The method comprises the steps of changing a physical page cache using mode of a memory managed by a local operating system into a block device using mode which can be cross-node and managed by a distributed storage system, wherein the memory is a temporary storage area for data operation of the operating system, a page is taken as a basic unit, generally, a server A cannot directly use the memory of a server B for caching, and data in the memory cannot be stored persistently. The mechanical hard disk and the solid state hard disk belong to block equipment, and sectors are used as basic storage units and can be stored persistently. The Tmpfs, i.e. Linux memory file system, in the Linux distribution version is a common memory disk using method. For example, on 4 storage nodes with 256G memories configured, the following operations are respectively performed, namely, a memory file system with the size of 128G is mounted to a/mnt/ramdisk path, two virtual disk files of 63G are respectively created under the path, and the virtual disk files are mounted to two virtual block devices of/dev/loop 0 and/dev/loop 1 by using a linux layout tool. This results in a total of 8 disk-based block storage devices on the 4 storage nodes.
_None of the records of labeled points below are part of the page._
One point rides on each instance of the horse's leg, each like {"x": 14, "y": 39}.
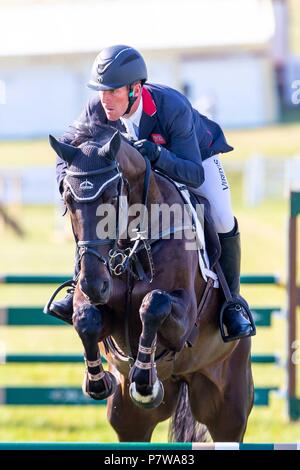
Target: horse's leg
{"x": 133, "y": 424}
{"x": 224, "y": 406}
{"x": 146, "y": 390}
{"x": 88, "y": 322}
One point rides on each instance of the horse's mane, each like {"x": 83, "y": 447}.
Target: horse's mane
{"x": 95, "y": 131}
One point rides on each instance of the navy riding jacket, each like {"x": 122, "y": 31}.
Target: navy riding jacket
{"x": 168, "y": 119}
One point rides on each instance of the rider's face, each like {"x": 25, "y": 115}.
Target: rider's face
{"x": 114, "y": 102}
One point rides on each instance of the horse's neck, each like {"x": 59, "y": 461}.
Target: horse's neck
{"x": 134, "y": 169}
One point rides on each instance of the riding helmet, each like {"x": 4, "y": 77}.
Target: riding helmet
{"x": 117, "y": 66}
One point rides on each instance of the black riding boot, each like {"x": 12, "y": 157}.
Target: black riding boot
{"x": 63, "y": 309}
{"x": 236, "y": 314}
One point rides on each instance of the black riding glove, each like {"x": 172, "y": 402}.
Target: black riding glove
{"x": 148, "y": 149}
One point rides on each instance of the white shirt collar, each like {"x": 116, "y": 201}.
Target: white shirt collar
{"x": 136, "y": 116}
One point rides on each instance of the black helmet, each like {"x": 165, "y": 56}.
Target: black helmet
{"x": 117, "y": 66}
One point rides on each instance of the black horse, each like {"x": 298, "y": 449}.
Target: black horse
{"x": 141, "y": 299}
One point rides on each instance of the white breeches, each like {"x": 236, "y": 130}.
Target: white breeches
{"x": 217, "y": 191}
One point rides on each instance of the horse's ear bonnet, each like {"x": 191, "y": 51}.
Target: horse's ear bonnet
{"x": 91, "y": 168}
{"x": 65, "y": 151}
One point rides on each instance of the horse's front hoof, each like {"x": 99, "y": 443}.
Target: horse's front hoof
{"x": 147, "y": 401}
{"x": 100, "y": 389}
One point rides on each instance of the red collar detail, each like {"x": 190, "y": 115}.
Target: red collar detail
{"x": 149, "y": 107}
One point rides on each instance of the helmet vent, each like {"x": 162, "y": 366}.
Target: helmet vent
{"x": 130, "y": 58}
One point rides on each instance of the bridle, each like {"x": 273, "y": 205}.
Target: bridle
{"x": 118, "y": 260}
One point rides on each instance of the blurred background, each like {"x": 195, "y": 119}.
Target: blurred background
{"x": 238, "y": 61}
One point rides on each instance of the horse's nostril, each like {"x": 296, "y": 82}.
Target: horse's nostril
{"x": 104, "y": 287}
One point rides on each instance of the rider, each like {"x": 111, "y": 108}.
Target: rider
{"x": 178, "y": 140}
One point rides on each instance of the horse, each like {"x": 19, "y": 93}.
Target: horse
{"x": 138, "y": 300}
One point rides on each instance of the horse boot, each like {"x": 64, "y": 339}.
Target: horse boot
{"x": 235, "y": 314}
{"x": 63, "y": 309}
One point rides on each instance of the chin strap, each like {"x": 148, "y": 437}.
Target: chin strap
{"x": 131, "y": 100}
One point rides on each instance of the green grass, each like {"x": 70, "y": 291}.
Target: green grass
{"x": 46, "y": 250}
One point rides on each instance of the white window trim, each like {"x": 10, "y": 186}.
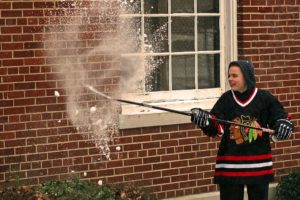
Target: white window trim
{"x": 137, "y": 116}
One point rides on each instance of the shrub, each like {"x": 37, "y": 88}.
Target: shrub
{"x": 76, "y": 189}
{"x": 288, "y": 188}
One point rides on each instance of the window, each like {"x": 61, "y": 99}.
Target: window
{"x": 182, "y": 50}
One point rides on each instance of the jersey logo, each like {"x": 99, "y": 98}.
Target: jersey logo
{"x": 243, "y": 134}
{"x": 246, "y": 102}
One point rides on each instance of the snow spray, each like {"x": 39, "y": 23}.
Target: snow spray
{"x": 85, "y": 46}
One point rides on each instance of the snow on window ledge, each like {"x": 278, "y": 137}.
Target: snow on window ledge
{"x": 137, "y": 116}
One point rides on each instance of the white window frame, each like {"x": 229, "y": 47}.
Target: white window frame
{"x": 183, "y": 100}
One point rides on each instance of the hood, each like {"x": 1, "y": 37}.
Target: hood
{"x": 247, "y": 69}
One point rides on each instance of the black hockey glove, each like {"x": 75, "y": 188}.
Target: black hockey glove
{"x": 283, "y": 129}
{"x": 200, "y": 117}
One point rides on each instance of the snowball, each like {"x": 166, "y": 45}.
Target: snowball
{"x": 93, "y": 109}
{"x": 56, "y": 93}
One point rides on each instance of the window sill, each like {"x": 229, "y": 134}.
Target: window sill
{"x": 138, "y": 117}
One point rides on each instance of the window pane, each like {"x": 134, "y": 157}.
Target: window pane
{"x": 183, "y": 72}
{"x": 183, "y": 34}
{"x": 156, "y": 6}
{"x": 158, "y": 78}
{"x": 209, "y": 71}
{"x": 131, "y": 7}
{"x": 208, "y": 33}
{"x": 132, "y": 74}
{"x": 129, "y": 35}
{"x": 208, "y": 6}
{"x": 156, "y": 34}
{"x": 182, "y": 6}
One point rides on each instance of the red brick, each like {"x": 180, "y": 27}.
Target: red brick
{"x": 12, "y": 46}
{"x": 19, "y": 54}
{"x": 33, "y": 13}
{"x": 34, "y": 61}
{"x": 13, "y": 62}
{"x": 22, "y": 5}
{"x": 11, "y": 13}
{"x": 15, "y": 143}
{"x": 6, "y": 103}
{"x": 3, "y": 55}
{"x": 5, "y": 5}
{"x": 44, "y": 4}
{"x": 33, "y": 29}
{"x": 14, "y": 159}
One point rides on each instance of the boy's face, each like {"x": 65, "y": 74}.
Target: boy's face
{"x": 236, "y": 79}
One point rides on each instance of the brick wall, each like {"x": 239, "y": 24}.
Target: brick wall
{"x": 268, "y": 34}
{"x": 38, "y": 141}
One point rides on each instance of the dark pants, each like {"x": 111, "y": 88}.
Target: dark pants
{"x": 236, "y": 192}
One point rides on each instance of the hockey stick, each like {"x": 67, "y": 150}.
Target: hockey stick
{"x": 221, "y": 121}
In a preferred embodiment of the present invention, the integrating the virtual disks on the plurality of storage nodes, and the creating the high-speed storage pool using the integrated virtual disks includes:

Memory resources on a plurality of storage nodes are integrated and aggregated into a large capacity space, and a redundancy design is added to ensure data security in the event of an accident. Firstly, initializing the created local loopback loop devices on all storage nodes into OSD of a Ceph distributed storage system, selecting proper fault domain setting according to the number and distribution condition of the storage nodes, then dividing each OSD into a plurality of PG arranging groups, setting a redundancy strategy in a storage pool, and uniformly distributing original data blocks and redundant data blocks in different PGs of different OSD through a Hash algorithm carried by the Ceph. For example, a double-copy redundancy mode is selected, each redundant data block and the original data block are respectively stored in PGs of different fault domains, when at most 50% of nodes can be tolerated to fail, the remaining nodes reconstruct the failed PG, a higher reliability can be obtained by selecting a triple copy, and a higher space utilization rate can be obtained by selecting an erasure code rule. For example, 2 blocks of loop devices 63G are respectively arranged on 4 storage nodes, a storage pool mempool is created by 8 blocks of virtual block devices, a fault domain is set as a node level, three copies are selected by a redundancy rule, that is, each data block generates two copy blocks, and the two copy blocks are respectively stored on the three storage nodes. The actual size of mempool is the total block device size/number of copies, i.e., 168G. When the system is in operation, when any two storage nodes fail, at least one data copy is still stored on the rest nodes. The mempool normally provides storage service and can automatically reconstruct missing data on the remaining normal nodes.

FIG. 3 is a schematic diagram of implementing the building of a high-speed storage pool, where 01 is a memory; 02 is a memory file system; 03, creating a virtual disk file in a memory file system; 04 is an OSD corresponding to the loop device for mounting the virtual disk file; 05, a PG (PG) homing group on OSD (on screen display); 06 is a storage node, and the figure shows that two loop devices are provided on the storage node, and a plurality of storage nodes are provided; numeral 07 denotes a high-speed memory pool.

The high-speed storage pool created by the method can accelerate the performance of the Ceph storage system, and the high-speed storage pool based on the memory disk created by the steps is consistent with the high-speed storage pool created based on the solid-state disk in attribute. The time delay of the mechanical hard disk is 10 milliseconds, the solid-state disk is within 1 millisecond, and the response speed of the internal memory disk is several times faster than that of the solid-state disk. Existing schemes for mechanical disk acceleration using solid state disks are equally applicable to high speed memory pools based on memory disks.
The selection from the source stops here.